Of Populsim, Envy, and Identity

The debate last night showed Edwards and Huckabee getting ready to try to win the presidency on typical class-warfare, envy politics. Edwards is the worst, but he’s only being honest about his goals where his Democrat counterparts are being quiet. But Huckabee isn’t much better. Both are running on the notion that the middle class is being oppressed and that the government needs to “balance” the economy and classes. Central to both of their campaigns is the tenet that the “rich are getting richer” while the poor and middle class pay the price.

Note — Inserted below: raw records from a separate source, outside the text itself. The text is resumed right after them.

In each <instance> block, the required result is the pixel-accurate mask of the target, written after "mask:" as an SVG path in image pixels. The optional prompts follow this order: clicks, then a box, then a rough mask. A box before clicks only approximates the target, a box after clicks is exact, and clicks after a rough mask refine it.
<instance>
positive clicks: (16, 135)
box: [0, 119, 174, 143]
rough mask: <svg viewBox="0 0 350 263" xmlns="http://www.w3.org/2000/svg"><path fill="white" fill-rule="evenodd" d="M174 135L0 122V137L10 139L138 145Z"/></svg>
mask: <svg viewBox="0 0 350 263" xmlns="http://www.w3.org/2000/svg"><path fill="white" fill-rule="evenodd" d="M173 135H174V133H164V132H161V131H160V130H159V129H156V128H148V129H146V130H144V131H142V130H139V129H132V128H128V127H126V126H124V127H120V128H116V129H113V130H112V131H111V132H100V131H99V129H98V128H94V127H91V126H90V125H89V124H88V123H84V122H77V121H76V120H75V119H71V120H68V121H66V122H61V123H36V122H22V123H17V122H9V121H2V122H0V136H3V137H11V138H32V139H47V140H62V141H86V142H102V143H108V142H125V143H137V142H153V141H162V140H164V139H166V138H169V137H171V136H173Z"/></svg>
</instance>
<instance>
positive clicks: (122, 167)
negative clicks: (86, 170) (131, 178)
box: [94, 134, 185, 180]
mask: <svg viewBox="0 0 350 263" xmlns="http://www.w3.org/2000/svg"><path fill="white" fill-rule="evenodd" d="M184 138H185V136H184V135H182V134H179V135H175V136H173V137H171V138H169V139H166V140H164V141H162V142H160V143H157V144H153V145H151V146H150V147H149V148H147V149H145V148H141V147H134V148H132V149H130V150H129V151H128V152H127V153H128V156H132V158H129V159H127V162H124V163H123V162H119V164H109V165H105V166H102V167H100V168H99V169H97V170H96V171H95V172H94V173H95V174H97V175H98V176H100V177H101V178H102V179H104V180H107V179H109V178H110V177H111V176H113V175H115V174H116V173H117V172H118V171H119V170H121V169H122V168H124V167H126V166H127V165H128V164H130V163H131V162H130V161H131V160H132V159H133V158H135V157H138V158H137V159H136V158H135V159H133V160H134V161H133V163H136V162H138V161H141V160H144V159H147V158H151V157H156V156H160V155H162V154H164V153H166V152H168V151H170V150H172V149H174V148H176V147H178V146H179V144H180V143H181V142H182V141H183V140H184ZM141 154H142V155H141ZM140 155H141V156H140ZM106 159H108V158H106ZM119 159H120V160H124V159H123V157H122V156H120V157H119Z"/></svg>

However good that is for votes, it’s not reality. As George Will points out:

Economist Stephen Rose, defining the middle class as households with annual incomes between $30,000 and $100,000, says a smaller percentage of Americans are in that category than in 1979 — because the percentage of Americans earning more than $100,000 has doubled from 12 to 24, while the percentage earning less than $30,000 is unchanged. “So,” Rose says, “the entire ‘decline’ of the middle class came from people moving up the income ladder.” Even as housing values declined in 2007, the net worth of households increased.

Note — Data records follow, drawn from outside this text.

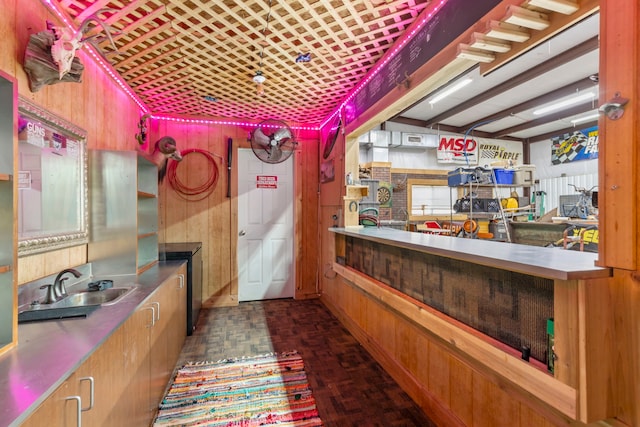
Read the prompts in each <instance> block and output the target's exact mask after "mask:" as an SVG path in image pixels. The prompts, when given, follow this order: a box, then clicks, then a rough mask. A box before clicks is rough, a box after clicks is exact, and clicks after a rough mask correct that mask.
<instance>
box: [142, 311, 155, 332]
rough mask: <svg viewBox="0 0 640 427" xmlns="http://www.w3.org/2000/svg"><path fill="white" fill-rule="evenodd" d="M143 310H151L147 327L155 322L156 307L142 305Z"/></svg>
mask: <svg viewBox="0 0 640 427" xmlns="http://www.w3.org/2000/svg"><path fill="white" fill-rule="evenodd" d="M144 309H145V310H151V324H150V325H147V328H152V327H153V326H154V325H155V324H156V308H155V307H144Z"/></svg>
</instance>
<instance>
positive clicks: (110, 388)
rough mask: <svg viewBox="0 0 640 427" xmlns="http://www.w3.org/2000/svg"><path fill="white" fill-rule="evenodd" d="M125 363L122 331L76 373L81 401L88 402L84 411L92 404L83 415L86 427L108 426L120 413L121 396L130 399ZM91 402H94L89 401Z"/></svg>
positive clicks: (115, 334) (123, 338)
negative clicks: (79, 390)
mask: <svg viewBox="0 0 640 427" xmlns="http://www.w3.org/2000/svg"><path fill="white" fill-rule="evenodd" d="M124 359H125V352H124V331H123V328H119V329H118V330H116V331H115V332H114V333H113V334H112V335H111V336H110V337H109V339H108V340H106V341H105V342H104V344H102V345H101V346H100V347H99V348H98V349H97V350H96V351H95V352H94V353H93V354H92V355H91V356H90V357H89V359H87V361H86V362H85V363H83V364H82V366H81V367H80V369H79V370H78V371H76V376H77V377H78V381H79V383H80V384H79V385H80V389H81V392H82V393H81V396H82V401H83V403H85V401H86V402H87V403H85V407H86V406H88V404H89V403H93V407H92V408H91V409H90V410H88V411H86V412H83V417H82V421H83V423H84V424H85V425H88V426H100V425H108V424H107V423H106V420H108V419H109V417H110V416H111V414H112V413H113V412H117V411H118V410H119V408H118V406H117V405H118V403H119V402H120V401H121V398H122V395H123V394H124V395H128V393H127V392H126V385H127V384H126V382H125V380H126V379H128V378H129V377H128V376H126V375H125V373H124V372H122V371H121V368H122V366H124V363H125V360H124ZM92 382H93V384H92ZM91 387H92V388H93V390H91ZM91 398H92V400H93V402H91V401H90V400H88V399H91Z"/></svg>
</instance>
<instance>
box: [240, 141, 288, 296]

What I think both of these candidates have in common is the recognition that acknowledging prosperity for the country hurts them as politicians. After all, when you’re doing well and know it, who needs a politician to pick someone else’s pocket on your behalf?

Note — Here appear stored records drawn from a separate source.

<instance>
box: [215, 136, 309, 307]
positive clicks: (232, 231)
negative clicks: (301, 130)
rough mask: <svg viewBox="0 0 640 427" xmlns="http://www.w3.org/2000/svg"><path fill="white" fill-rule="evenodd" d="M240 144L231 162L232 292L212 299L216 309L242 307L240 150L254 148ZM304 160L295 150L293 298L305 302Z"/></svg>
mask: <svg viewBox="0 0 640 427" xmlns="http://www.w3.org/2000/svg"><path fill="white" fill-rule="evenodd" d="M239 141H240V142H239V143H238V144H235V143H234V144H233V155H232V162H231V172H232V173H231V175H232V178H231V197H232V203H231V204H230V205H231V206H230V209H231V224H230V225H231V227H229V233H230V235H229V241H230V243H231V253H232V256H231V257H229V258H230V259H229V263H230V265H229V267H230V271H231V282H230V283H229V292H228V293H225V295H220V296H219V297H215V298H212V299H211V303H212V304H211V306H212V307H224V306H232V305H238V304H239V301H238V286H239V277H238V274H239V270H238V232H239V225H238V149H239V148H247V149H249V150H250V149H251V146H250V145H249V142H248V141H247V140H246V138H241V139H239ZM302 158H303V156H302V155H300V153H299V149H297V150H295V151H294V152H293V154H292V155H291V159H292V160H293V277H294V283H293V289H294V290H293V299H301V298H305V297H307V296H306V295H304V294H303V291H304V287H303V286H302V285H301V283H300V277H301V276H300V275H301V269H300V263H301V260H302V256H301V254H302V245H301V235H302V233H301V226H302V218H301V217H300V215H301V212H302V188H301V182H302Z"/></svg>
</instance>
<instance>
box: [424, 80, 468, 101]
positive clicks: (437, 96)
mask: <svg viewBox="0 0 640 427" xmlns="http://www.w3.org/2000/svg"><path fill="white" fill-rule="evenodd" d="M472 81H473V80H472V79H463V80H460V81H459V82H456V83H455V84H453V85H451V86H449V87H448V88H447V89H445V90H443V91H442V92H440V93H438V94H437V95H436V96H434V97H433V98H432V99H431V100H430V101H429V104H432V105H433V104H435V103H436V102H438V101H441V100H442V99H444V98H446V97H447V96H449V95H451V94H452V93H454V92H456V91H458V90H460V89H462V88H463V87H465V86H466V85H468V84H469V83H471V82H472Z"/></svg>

Huckabee’s envy, populist politics is more insidious than Edwards’, though.  Whereas Edwards is simply a Marxist and easily identified as such, Huckabee is counting on his identity as a conservative Christian to really ratchet things up for his populist message. Huckabee is running on the platform that he should be the one to reform the federal government in order to facilitate “Christian Duty.”

Bruce Walker writes:

…as a Christian, Huckabee can be a witness to Christian behavior; he can exhort others to themselves become a witness to Christian behavior; but he cannot demand the enslavement of others to do those things which, as a Christian, he feels that he should do. The term “enslavement,” of course, is relative. Americans are comparatively free. But everything that Huckabee feels government should do requires a loss of freedom for every American. Moreover, Huckabee is not just asking for the greater enslavement of Christian Americans, but he is asking for the greater enslavement of all Americans. This is most un-Christian. Does my verdict sound extreme? Substitute “Rome” for “America” and substitute “publican” for “tax dollars.” […] Despite the ways in which Roman power could be used to improve the world, Christ never looked to Rome to bring paradise or earth or even to be the agent of doing good in this world.

Both Huckabee and Edwards share the same basic philosophy of government: use it to make everyone do what you think they should be doing.  Or to at least make everyone pay for those things.

What was really missing in last night’s debates, both Republican and Democrat, was a sense of individuality and freedom as the underpinning of what made our country great. The closest anyone came was Fred Thompson, but the fact is, I just don’t think many people are interested in hearing about personal responsibility (because that is what freedom means).